I recently read the principal $G$-bundle construction on a smooth manifold $M$, where $G$ is a Lie group.

To understand them better, I am looking for some applications.

Can the principal $G$-bundle help us get some usual bundle constructions, for example tensor product of two vector bundles, the pullback bundle etc?

Right now, the constructions I have seen are specific to each type of construction.
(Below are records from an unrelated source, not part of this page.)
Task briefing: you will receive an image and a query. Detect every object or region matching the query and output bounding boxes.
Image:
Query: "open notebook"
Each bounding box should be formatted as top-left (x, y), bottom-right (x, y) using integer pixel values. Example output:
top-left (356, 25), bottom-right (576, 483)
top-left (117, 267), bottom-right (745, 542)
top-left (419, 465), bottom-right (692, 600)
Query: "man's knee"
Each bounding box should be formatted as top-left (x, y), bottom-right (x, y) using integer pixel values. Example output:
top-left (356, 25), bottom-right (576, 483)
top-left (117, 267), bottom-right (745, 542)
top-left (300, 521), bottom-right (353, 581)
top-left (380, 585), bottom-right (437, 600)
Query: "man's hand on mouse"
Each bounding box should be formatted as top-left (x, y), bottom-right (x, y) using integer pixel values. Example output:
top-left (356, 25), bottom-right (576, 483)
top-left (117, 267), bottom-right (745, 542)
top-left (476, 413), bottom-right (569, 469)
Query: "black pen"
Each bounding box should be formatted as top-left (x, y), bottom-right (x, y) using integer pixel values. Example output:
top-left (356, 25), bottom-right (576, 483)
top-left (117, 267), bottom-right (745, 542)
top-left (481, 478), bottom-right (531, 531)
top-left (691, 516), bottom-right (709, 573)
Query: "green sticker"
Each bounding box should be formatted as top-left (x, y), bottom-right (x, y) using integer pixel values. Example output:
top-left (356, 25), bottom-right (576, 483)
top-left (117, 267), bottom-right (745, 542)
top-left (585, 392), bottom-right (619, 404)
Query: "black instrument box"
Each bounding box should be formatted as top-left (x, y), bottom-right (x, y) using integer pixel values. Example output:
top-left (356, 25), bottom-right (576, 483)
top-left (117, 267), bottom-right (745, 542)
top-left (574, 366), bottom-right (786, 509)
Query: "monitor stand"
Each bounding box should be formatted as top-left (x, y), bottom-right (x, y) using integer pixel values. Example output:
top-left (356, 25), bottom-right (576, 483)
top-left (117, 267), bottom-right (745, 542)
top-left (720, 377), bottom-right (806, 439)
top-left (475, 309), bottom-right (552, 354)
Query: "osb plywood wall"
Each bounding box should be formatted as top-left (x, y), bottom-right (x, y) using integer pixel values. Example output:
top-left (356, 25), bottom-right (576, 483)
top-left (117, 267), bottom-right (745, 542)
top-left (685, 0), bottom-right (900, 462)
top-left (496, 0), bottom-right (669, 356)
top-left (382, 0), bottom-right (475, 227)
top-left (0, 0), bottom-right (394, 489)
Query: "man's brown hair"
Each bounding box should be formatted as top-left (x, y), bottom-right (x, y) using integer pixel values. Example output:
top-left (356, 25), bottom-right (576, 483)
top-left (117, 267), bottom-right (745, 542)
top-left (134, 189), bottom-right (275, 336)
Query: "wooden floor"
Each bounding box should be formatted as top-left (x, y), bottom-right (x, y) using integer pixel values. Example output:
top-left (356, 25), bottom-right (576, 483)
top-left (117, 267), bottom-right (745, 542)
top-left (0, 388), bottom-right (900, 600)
If I want the tensor product of two vector bundles $E$ and $F$ over a smooth manifold $M$, I start from scratch and consider the disjoint union $\bigsqcup_{p\in M} E_p\otimes F_p$ and put trivializations "naturally". Similarly for the dual bundle.

Is there a unified way to think of these constructions so that all the constructions are dealt with in one shot?

Answer 1

If $f : G \to H$ is a morphism of Lie groups, it induces a functor from principal $G$-bundles to principal $H$-bundles (explicitly, apply $f$ to Cech cocycles). This construction is itself functorial. This subsumes the usual bundle constructions. For example:

• Direct sum comes from morphisms $GL_n \times GL_m \to GL_{n+m}$.
• Tensor product comes from morphisms $GL_n \times GL_m \to GL_{nm}$.
• Dual comes from the inverse transpose morphisms $GL_n \to GL_n$.
• "Underlying real bundle" comes from morphisms $GL_n(\mathbb{C}) \to GL_{2n}(\mathbb{R})$.
• "Complexification" comes from morphisms $GL_n(\mathbb{R}) \to GL_n(\mathbb{C})$.

And so forth.

But the idea of principal bundles has many other applications. Some have a more homotopy-theoretic flavor, e.g. the theory of characteristic classes and reduction of the structure group, while others have a more differential-geometric flavor, e.g. connections and Chern-Weil theory.